Late at night, when I’m hungry for a snack, there’s one thing I can say with certainty that I’ve never considered eating: a baked potato. Baked potatos just seem like dinner food, a side dish, not a snack. Yet in Granada, a city that is home to more gypsies than, it seems, any other city in Spain, gypsies were everywhere with large silver-painted barrels they’d rigged to bake potatos. “Patatas, patatas asadas,” they called. Along with the barrels and sacks of potatos, there were displayed numerous condiments for the potatos—olives, pickle slices, mustard, ketchup, other unidentifiable sauces, grated cheese, salt and pepper.

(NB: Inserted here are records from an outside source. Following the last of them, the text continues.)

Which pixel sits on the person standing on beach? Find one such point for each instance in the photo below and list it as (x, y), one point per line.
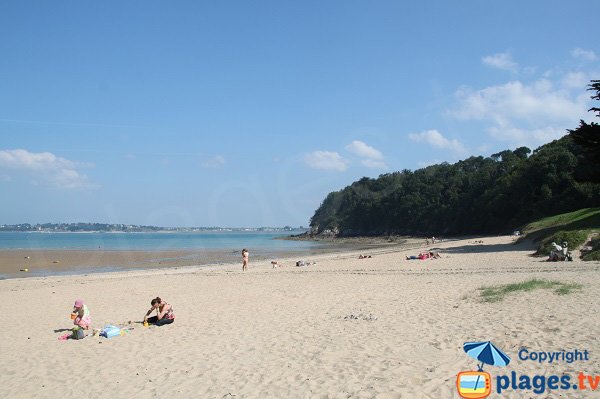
(245, 255)
(81, 315)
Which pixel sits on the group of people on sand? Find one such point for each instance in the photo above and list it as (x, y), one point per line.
(164, 314)
(433, 240)
(424, 255)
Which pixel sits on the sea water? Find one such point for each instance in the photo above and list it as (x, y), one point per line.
(154, 241)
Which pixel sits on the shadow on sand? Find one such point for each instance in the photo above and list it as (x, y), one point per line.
(476, 248)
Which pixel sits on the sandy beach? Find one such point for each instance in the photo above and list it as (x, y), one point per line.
(381, 327)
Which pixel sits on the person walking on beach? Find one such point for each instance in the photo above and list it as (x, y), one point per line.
(245, 255)
(81, 315)
(164, 313)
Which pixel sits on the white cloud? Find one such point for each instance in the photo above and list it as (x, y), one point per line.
(515, 101)
(526, 137)
(215, 162)
(363, 150)
(528, 113)
(326, 160)
(46, 167)
(575, 80)
(587, 55)
(436, 139)
(374, 163)
(371, 157)
(502, 61)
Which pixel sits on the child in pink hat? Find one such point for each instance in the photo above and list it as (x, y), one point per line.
(83, 318)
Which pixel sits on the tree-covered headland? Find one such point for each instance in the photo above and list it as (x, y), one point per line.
(478, 195)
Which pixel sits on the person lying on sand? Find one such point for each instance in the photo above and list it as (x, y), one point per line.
(276, 264)
(425, 255)
(81, 315)
(164, 313)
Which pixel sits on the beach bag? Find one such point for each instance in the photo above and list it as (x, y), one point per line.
(78, 333)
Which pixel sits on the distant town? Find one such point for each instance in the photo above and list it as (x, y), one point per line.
(127, 228)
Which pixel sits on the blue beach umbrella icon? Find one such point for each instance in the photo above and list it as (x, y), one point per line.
(487, 353)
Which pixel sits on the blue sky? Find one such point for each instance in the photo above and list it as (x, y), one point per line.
(232, 113)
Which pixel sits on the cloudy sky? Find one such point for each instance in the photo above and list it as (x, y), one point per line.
(248, 113)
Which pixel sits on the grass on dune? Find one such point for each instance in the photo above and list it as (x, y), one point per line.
(498, 292)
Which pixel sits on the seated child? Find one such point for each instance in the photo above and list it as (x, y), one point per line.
(164, 313)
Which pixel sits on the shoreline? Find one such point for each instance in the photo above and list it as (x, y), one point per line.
(61, 262)
(381, 327)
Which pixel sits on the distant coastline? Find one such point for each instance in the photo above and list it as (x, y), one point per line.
(130, 228)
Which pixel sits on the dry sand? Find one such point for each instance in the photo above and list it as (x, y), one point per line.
(380, 327)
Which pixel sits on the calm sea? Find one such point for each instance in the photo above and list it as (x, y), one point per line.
(153, 241)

The first time I saw a group selling baked potatos, I was incredulous. Andrew and I were sitting in Plaza Nueva, having a coffee (incidentally, we’d managed to sit at a table in a sea of tables belonging to yet another Oh La La), when the gypsies set up their stand. “Are those…baked potatos?” I said, squinting. Smoke was coming out of the barrel. Sure enough, after some time had passed, a woman reached into the barrel and pulled out a few baked potatos. “Who’s going to buy a baked potato?” I said. It seemed absurd. Yet soon a man approached the stand and bought two baked potatos, which were steaming-hot. He ordered them with salt and pepper. We saw more people buy baked potatos. And later that night, and the next day, we saw more stands, and more people eating baked potatos. A child ate a baked potato on the steps of a church after a paso. I began to want a baked potato. If we’d stayed for another few days, I may have even bought a baked potato. Strange, strange, strange.